Vingt-neuf centimètres de fantasmes ont fait sauter Bryan Stockton, le PDG du géant du jouet Mattel. Viré à cause d’une pépée pourtant fort bien lotie avec des jambes à battre des records de sauts en hauteur, des fesses fermes, des seins en obus, mais un sourire ingénu : Barbie. Oui, le sex-symbol aux mensurations inhumaines (l’équivalent d’un 95-45-82), l’égérie de générations de gamines, l’éternelle jeunesse née en 1959, vacille sur pieds cambrés. La gifle est rude pour la plus que cinquantenaire : au troisième trimestre 2014 ses ventes mondiales ont dévalé de 21%.

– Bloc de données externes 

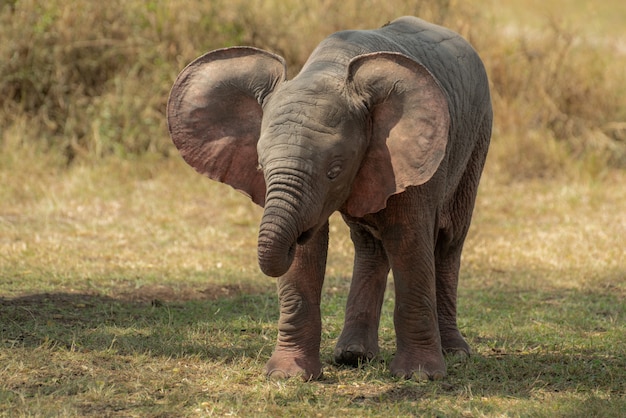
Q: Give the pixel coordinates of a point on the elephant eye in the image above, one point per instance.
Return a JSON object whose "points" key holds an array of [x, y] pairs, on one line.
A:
{"points": [[334, 171]]}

Niais. Pourquoi une telle veste ? Les mères (ou les pères) féministes auraient-ils eu raison de cette bombasse ultrastéréotypée ? Les idéalistes passeront leur chemin. D'autant que, comme l'explique Franck Mathais, directeur exécutif des ventes de la Grande Récré, en matière de jouets, les enfants font la loi. «Ce ne sont pas les parents qui choisissent.»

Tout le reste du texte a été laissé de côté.